Aldi’s closure in February rekindled the trauma of past losses.
“We've been through this multiple times. And it begs the question for me, why aren't our lives valued in north Minneapolis, in the same ways they're valued in other parts of the city?” said food justice advocate DeVon Nolen. “Downtown Minneapolis has 56,000 people and four full service grocery stores. We have one for over 67,000 people.”
Food, art and jobs
Those working now to make sure north Minneapolis doesn’t end up in another economic roller coaster ride envision success on multiple fronts. Jobs are important, they say, but so are food and cultural life.
NEON will break ground in October to construct a building for its commercial kitchen and food business incubator, an investment McLean values at $18 million to $20 million. The project aims to help food entrepreneurs with the business side of launching an eatery or food truck.
The Black-led Juxtaposition Arts will hold an open house June 2 to welcome the public to its new three-and-a-half story building. The project’s costs came to about $13 million.
The nonprofit organization Appetite for Change hosts garden plots across the north side. Fruits and vegetables harvested on these plots are sold at the West Broadway Farmers Market. Another Appetite for Change program emphasizes cooking education, ideas for healthier food options.
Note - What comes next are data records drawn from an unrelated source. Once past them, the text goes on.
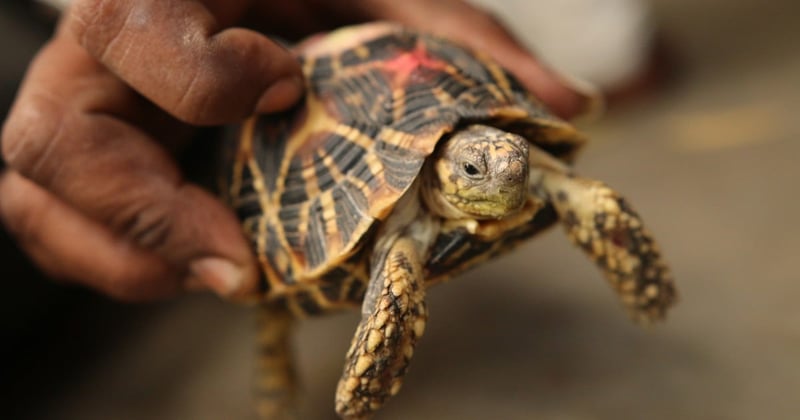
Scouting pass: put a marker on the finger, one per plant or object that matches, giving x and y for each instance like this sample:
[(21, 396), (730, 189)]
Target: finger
[(463, 22), (58, 136), (178, 55), (67, 245)]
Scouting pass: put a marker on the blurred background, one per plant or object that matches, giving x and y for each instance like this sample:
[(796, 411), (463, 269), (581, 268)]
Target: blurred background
[(701, 135)]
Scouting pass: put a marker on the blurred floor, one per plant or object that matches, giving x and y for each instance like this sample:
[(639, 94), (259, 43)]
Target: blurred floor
[(711, 163)]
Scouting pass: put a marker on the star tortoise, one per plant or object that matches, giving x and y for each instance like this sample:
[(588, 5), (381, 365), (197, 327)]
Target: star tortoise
[(411, 158)]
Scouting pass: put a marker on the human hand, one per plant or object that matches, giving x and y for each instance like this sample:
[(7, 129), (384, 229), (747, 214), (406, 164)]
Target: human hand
[(94, 192)]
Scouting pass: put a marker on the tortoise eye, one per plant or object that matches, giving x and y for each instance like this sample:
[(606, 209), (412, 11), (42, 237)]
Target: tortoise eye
[(471, 170)]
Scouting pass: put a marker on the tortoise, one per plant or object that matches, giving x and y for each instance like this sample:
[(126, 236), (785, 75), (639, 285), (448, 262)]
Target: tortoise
[(410, 159)]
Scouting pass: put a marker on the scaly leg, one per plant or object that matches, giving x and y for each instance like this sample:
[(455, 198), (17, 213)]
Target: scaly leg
[(393, 319), (275, 384), (603, 224)]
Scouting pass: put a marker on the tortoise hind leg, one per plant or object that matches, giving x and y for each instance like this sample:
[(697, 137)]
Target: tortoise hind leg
[(393, 319), (603, 224), (275, 387)]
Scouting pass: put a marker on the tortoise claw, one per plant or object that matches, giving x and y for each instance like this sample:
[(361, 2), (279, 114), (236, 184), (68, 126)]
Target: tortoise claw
[(393, 320)]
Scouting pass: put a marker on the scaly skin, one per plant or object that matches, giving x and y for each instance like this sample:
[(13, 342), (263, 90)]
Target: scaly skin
[(276, 383), (394, 317), (600, 222)]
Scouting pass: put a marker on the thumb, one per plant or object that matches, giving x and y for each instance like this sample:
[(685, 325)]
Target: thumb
[(177, 54)]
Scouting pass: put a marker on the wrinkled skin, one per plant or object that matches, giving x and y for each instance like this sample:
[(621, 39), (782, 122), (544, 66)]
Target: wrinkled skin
[(93, 191)]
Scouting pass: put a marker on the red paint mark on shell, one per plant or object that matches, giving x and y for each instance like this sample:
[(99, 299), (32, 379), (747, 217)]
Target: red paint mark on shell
[(407, 65)]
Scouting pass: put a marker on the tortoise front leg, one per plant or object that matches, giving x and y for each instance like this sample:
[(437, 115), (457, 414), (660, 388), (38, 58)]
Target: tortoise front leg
[(612, 234), (275, 385), (393, 319)]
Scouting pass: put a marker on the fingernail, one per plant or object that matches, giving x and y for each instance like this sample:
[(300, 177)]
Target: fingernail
[(281, 95), (594, 104), (220, 275)]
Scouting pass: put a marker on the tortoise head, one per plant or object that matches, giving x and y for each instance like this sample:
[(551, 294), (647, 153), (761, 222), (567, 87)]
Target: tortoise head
[(480, 172)]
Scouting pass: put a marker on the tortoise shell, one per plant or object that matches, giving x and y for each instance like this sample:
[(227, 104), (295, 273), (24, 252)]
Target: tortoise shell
[(313, 184)]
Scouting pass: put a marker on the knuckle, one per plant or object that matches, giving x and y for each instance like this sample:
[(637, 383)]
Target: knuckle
[(148, 224), (92, 21), (30, 131), (211, 95), (21, 220)]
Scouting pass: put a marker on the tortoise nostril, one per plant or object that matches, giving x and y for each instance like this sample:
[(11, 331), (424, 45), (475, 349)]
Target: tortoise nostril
[(516, 172)]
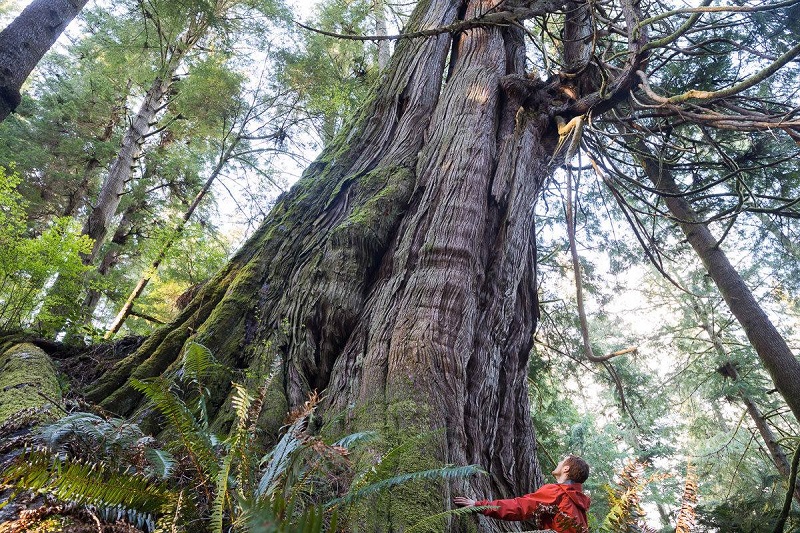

Childs is raising funding for $100 million expansion from private and public sources. He said he will seek a grant from the Small Business Innovative Research program, a federal effort that funds innovative technology. The company is also raising equity through sales of shares.
Childs says he’s applying for funds from the CHIPS and Science Act of 2022, the federal law intended to boost semiconductor research and manufacturing in the United States. TLC Millimeter Wave Products have patented chips that are manufactured abroad.
“So we would like to bring that back onshore, back into Minnesota,” he said. “And that'll even bring more jobs and opportunity into Minneapolis, but also funding for us to expand.”
The talent and people of north Minneapolis are ‘tremendous,’ Childs said. He said they have been leaders in music, business and other fields. But, he said, confidently, that north siders will soon lead in high tech and artificial intelligence.